Before the Bigfoot fight, everybody was talking about how he had a 12 inch reach advantage. I was like, 'Well, if he stands tall and tries to jab from the outside, I'm just going to take him down." You can't really stand tall. When we got in there, he was squatting down, and I was standing a little taller, because I'm very confident in my takedown defense, so we were close to the same height at that point. That's a big benefit to my height.
Stephie Daniels: With both of you being highly accomplished wrestlers, your game plans are likely to be similar. What are your thoughts on that?

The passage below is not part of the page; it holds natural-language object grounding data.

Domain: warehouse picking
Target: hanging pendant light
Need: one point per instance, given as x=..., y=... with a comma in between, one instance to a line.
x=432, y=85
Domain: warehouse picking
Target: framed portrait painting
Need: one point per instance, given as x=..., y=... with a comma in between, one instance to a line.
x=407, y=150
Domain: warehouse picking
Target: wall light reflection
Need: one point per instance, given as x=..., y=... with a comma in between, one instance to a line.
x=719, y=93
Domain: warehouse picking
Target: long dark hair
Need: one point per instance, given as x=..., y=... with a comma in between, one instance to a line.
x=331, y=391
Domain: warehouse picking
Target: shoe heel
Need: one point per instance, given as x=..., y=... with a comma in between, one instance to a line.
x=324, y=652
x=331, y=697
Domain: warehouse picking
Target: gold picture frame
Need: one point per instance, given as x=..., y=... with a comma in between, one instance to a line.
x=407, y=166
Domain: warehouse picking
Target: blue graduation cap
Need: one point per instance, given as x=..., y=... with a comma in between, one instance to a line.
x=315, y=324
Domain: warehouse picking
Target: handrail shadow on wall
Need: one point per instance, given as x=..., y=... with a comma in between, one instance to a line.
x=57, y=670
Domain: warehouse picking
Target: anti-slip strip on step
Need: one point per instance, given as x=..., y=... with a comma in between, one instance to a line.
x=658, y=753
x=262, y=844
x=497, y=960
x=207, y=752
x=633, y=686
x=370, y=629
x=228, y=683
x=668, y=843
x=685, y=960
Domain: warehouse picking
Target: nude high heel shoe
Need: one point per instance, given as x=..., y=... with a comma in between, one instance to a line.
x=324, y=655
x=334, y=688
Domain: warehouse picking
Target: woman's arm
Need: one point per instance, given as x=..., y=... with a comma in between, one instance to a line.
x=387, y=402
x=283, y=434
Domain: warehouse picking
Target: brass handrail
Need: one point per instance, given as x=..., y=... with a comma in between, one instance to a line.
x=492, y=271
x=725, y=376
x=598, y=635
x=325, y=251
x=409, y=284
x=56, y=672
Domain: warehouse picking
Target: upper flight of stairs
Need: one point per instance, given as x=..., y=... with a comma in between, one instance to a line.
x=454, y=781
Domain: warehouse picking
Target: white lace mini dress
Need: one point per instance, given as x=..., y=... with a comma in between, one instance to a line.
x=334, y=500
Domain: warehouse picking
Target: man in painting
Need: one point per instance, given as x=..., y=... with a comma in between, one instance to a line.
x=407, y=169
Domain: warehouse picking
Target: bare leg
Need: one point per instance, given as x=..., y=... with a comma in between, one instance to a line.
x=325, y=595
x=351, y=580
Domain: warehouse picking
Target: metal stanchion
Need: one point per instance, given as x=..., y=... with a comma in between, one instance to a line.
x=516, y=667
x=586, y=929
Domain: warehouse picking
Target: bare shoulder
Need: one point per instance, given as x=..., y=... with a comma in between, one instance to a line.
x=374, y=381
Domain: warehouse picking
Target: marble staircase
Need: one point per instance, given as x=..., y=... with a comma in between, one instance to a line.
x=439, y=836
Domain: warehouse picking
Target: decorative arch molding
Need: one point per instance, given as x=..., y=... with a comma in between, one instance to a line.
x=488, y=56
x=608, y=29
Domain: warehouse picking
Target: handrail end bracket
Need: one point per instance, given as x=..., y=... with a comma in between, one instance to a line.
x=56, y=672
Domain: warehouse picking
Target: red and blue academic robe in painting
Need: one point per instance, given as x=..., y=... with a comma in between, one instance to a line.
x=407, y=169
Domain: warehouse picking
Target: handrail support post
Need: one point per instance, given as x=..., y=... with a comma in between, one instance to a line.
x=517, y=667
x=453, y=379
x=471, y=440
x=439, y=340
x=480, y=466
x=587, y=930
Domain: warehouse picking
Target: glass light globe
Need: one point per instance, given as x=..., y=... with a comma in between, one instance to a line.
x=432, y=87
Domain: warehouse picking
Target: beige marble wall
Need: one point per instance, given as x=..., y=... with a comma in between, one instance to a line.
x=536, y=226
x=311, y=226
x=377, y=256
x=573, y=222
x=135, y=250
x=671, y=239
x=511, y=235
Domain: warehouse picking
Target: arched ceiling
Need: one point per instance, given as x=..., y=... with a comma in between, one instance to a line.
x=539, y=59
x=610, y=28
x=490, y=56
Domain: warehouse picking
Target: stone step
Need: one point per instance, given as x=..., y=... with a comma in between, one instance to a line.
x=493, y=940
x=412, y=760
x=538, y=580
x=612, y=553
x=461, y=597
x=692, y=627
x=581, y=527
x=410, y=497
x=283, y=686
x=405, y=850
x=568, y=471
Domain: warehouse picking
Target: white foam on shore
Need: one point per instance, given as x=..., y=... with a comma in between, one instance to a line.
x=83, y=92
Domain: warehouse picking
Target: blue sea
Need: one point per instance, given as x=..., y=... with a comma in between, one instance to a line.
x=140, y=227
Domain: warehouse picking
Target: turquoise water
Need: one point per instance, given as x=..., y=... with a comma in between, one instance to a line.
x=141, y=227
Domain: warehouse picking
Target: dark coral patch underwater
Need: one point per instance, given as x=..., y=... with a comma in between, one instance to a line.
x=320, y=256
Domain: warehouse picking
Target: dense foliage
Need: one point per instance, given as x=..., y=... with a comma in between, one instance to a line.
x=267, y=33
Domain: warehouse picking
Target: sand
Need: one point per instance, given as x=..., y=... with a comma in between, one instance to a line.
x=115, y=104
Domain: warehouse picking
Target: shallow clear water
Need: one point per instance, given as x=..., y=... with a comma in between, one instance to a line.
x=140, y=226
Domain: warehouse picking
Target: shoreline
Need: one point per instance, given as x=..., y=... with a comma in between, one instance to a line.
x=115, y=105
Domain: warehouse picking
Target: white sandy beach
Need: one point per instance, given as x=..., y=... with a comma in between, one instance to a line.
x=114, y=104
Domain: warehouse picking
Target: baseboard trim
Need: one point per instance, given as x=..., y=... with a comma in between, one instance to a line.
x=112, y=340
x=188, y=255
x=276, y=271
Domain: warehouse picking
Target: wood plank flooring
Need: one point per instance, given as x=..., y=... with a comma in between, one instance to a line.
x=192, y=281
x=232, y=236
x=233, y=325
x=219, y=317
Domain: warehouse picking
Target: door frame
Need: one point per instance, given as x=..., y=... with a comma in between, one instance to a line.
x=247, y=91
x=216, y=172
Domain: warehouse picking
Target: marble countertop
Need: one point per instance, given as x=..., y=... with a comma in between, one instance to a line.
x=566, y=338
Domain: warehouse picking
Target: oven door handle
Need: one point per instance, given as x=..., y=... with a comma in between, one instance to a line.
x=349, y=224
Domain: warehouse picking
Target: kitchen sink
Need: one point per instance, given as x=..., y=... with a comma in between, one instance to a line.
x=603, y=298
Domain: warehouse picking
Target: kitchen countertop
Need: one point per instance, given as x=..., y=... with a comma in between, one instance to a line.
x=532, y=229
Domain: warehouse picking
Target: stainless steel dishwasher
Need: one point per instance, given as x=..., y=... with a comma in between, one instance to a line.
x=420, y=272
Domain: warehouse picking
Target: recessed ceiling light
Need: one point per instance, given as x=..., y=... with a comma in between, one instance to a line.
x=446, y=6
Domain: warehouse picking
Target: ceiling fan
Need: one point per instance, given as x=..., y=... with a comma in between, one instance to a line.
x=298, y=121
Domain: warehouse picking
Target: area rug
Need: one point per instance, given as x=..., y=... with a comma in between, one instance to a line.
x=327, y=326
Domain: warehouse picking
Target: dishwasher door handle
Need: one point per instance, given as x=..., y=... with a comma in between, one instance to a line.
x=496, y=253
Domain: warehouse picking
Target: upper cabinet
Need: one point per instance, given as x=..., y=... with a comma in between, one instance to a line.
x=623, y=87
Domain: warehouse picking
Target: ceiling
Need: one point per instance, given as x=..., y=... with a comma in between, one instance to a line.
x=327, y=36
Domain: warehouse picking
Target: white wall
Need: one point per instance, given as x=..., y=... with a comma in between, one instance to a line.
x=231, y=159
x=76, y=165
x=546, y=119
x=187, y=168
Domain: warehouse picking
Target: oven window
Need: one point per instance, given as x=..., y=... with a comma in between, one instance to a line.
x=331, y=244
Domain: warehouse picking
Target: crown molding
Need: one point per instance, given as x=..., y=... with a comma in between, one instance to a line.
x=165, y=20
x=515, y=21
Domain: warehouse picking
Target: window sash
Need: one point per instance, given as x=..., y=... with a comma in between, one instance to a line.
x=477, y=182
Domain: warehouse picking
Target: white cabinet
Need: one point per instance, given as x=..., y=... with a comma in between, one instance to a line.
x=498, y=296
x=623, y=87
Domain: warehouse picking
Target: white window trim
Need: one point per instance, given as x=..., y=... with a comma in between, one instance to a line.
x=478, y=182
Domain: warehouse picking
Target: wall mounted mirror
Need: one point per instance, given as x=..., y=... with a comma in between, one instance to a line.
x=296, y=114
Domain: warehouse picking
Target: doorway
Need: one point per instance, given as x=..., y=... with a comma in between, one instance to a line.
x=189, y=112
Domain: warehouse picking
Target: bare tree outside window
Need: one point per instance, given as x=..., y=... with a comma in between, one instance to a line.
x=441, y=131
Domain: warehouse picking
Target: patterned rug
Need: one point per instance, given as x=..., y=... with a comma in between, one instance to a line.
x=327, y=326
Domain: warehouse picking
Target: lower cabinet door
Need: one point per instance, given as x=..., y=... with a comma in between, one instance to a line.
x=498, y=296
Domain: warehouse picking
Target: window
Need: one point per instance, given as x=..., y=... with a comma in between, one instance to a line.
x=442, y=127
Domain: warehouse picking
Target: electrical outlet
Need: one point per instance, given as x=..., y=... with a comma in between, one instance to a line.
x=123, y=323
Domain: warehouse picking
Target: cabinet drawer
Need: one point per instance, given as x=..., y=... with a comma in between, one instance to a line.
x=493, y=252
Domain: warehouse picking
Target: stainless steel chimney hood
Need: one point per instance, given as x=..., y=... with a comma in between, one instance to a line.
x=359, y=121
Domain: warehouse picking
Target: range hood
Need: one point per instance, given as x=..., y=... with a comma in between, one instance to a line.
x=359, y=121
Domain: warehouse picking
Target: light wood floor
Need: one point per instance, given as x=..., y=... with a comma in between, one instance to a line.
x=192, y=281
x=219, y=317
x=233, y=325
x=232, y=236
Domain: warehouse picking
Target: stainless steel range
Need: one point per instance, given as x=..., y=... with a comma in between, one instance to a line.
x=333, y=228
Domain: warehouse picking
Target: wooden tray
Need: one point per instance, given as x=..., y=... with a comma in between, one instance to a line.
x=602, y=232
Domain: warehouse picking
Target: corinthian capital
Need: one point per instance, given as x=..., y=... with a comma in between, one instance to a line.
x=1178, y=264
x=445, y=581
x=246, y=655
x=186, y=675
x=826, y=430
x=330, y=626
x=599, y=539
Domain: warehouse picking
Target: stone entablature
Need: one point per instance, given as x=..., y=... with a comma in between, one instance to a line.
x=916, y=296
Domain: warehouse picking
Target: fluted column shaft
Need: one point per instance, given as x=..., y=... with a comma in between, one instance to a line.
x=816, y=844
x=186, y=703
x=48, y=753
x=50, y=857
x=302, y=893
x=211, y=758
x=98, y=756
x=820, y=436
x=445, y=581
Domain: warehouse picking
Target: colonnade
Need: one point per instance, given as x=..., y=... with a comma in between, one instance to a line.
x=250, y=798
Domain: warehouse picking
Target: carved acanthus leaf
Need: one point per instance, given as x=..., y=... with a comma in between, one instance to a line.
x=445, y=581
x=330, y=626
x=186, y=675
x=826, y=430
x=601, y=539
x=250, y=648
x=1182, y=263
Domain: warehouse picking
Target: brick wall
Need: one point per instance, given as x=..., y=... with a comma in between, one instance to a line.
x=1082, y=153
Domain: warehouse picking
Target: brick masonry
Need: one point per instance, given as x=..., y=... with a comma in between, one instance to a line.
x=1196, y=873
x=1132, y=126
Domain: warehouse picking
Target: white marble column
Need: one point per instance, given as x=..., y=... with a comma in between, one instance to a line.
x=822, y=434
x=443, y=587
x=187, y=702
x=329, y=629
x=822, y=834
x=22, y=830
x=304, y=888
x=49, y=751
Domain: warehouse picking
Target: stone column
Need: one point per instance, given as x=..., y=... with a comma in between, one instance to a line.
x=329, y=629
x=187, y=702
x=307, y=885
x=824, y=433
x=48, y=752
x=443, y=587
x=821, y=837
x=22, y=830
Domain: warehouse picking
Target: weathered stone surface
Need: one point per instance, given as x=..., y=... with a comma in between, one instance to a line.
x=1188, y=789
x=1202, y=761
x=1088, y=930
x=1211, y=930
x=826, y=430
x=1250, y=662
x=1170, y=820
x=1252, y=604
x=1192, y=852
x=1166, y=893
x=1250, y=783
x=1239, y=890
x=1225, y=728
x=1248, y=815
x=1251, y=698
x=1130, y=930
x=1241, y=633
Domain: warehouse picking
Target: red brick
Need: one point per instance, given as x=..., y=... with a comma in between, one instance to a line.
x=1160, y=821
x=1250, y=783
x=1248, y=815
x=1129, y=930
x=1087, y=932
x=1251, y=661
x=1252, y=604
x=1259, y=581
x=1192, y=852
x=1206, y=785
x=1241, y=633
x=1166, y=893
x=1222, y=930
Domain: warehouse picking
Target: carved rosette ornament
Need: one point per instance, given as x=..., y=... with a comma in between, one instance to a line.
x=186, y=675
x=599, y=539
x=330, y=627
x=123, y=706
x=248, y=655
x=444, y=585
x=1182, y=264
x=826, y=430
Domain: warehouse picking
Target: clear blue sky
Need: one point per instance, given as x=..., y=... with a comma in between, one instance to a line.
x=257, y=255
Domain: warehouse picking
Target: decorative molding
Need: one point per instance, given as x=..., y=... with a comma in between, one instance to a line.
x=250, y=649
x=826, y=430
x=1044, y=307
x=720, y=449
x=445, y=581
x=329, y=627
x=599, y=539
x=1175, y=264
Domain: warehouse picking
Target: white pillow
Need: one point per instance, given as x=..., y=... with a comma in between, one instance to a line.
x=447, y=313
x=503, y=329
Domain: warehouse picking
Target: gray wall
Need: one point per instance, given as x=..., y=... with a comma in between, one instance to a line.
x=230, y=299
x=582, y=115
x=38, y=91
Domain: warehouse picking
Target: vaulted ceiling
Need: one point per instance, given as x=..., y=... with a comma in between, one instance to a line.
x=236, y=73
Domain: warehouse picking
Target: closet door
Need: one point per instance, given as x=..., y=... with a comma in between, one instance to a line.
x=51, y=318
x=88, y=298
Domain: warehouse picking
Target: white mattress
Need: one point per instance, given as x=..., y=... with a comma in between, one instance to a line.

Daniel Cormier: I think they may end up being pretty similar. Josh is a wrestler first. I'm a wrestler. I'm going to use my wrestling, too. We're going to grapple. I think a lot of our plans will be similar, but I'm going in there to fight Josh in all situations. I want to secure some takedowns, and I want to gain top control. He'll want to do the same. You're going to see who's going to be able to implement and follow their game plan better.
I'm confident in my team. I'm confident in my coaches. I'm confident in my ability. I worked really hard to become a better mixed martial artist. I like to tell people that graduation day is May 19. I'm going to see if I graduate to the top of the sport, or if I still have a little time to go. Regardless of the outcome, this will not define my career. Beating Josh, or losing to him, it won't define who Daniel Cormier is at the end of my career. Either I'm going to continue to move up, or I'm going to go back and reassess where I need to get better. I'm excited. It's a great day for me. May 19 is my birthday.
Stephie Daniels: There's lots of talk and rumors that you and Josh are UFC bound. Has Dana White or anyone at ZUFFA spoken to you or confirmed this?
Daniel Cormier: It's really still a rumor, but, if you're a logical person, which most people are, it makes sense. You would think that it's a lock, but remember, there are no absolute locks in MMA, obviously. If you're part of the biggest thing this organization has, this heavyweight tournament, and you're the last two standing, you would think that since everybody else is over there, you would get your shot, too. They've really taken away all the mystery by taking everybody else over there. There's really no surprise to it. It just seems like a matter of time.
A guy asked me yesterday if I was sad that I made it to the finals, but I'm stuck in Strikeforce. I'm not stuck in Strikeforce. I'm happy to be with them. It's where I started, and they've been great to me. It's a chance to win a belt, and to be the one holding that belt when the division dissolves, for me, after two and a half years of fighting, that's like a dream come true.
As you've seen, when Strikeforce champions come over to the UFC, Overeem, Diaz, they didn't have to fight many times before they got title shots. You would assume that the winner of Josh and I would be in that same sort of situation. There is so much riding on this fight, that I can't even begin to tell you, but you know what? I'm not letting it hinder me. It's actually pushing me and motivating me to the point that I'm training like I'm getting ready for the Olympic team.
I've really got to take care of business. I'm training like a mad man, because I know what's at stake. I know that this is a chance for me to fight on the biggest stage and really put a stamp on what I'm doing. With a great performance, that might just throw you in some real, live, championship type of conversation. This is a great opportunity and these are great times for me.